4
votes

I need a QDialog to send a signal to redraw the main window.
But connect needs an object to connect to.
So I must create each dialog with new and explicitly put a connect() every time.

What I really need is a way of just sending MainWindow::Redraw() from inside any function and having a single connect() inside Mainwindow to receive them.

But you can't make a signal static and dialogs obviously don't inherit from MainWindow.

edit:
Thanks - I don't want to bypass signal/slots. I want to bypass having a main app pointer singleton, like afxGetApp(). But I don't understand how to just send out a signal and have it funnel up (or down?) to mainwindow where I catch it. I was picturing signals/slots as like exceptions

3
You misunderstand how signals/slots work. There is no concept of "catching" unhandled signals as though they were exceptions. Why do you want to avoid using a static method to get back to the main window? In this case it's a lot easier and that's what it's there for...Stu Mackellar
Thanks that was where I was going wrong. I though a signal was more Qt-ish than just a global getApp::redraw()user280760
@Downvoter: Don't downvote just for missing knowledge.Georg Fritzsche

3 Answers

3
votes

Let clients post CustomRedrawEvents to the QCoreApplication.

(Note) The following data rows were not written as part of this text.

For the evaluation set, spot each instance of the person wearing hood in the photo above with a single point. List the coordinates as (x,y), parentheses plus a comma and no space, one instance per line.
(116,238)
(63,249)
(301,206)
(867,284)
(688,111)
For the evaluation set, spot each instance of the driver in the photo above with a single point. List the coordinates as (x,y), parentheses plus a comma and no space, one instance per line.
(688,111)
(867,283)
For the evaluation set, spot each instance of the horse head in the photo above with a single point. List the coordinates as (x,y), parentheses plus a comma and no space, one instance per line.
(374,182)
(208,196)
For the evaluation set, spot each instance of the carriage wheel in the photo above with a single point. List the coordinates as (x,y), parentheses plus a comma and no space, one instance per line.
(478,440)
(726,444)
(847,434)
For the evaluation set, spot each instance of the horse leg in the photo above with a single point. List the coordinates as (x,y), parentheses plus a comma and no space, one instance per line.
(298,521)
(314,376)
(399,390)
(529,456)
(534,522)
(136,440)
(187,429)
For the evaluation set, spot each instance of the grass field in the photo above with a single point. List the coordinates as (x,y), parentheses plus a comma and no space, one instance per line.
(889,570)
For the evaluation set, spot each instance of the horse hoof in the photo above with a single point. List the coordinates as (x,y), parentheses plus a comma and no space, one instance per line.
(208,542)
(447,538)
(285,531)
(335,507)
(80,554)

class CustomRedrawEvent : public QEvent
{
public:
    static Type registeredEventType() { 
        static Type myType 
            = static_cast<QEvent::Type>(QEvent::registerEventType());
        return myType;
    }    

    CustomRedrawEvent() : QEvent(registeredEventType()) {
    }
};

void redrawEvent() {
    QCoreApplication::postEvent(
        QCoreApplication::instance(), 
        new CustomRedrawEvent());
}

Install an event on the CoreApplication instance and connect to the redraw signal:

class CustomRedrawEventFilter : public QObject
{
    Q_OBJECT
public:
    CustomRedrawEventFilter(QObject *const parent) : QObject(parent) {
    }

signals:
    void redraw();

protected:
    bool eventFilter(QObject *obj, QEvent *event) {
        if( event && (event->type()==CustomRedrawEvent::registeredEventType())) {
            emit redraw();
            return true;
        } 
        return QObject::eventFilter(obj, event);
    }
};

//main()
QMainWindow mainWindow;
QCoreApplication *const coreApp = QCoreApplication::instance();
CustomRedrawEventFilter *const eventFilter(new CustomRedrawEventFilter(coreApp));
coreApp->installEventFilter(eventFilter);
mainWindow.connect(eventFilter, SIGNAL(redraw()), SLOT(update()));
1
votes

An easy way to do this would be to simply call repaint() on all of the widgets returned by the static method QApplication::topLevelWidgets(). This avoids the need to use signals and slots.

0
votes

If you are looking to side-step the normal Qt idiom, then you can provide a global pointer to the mainwindow. That ought to give you the functionality you need, if I understand you correctly.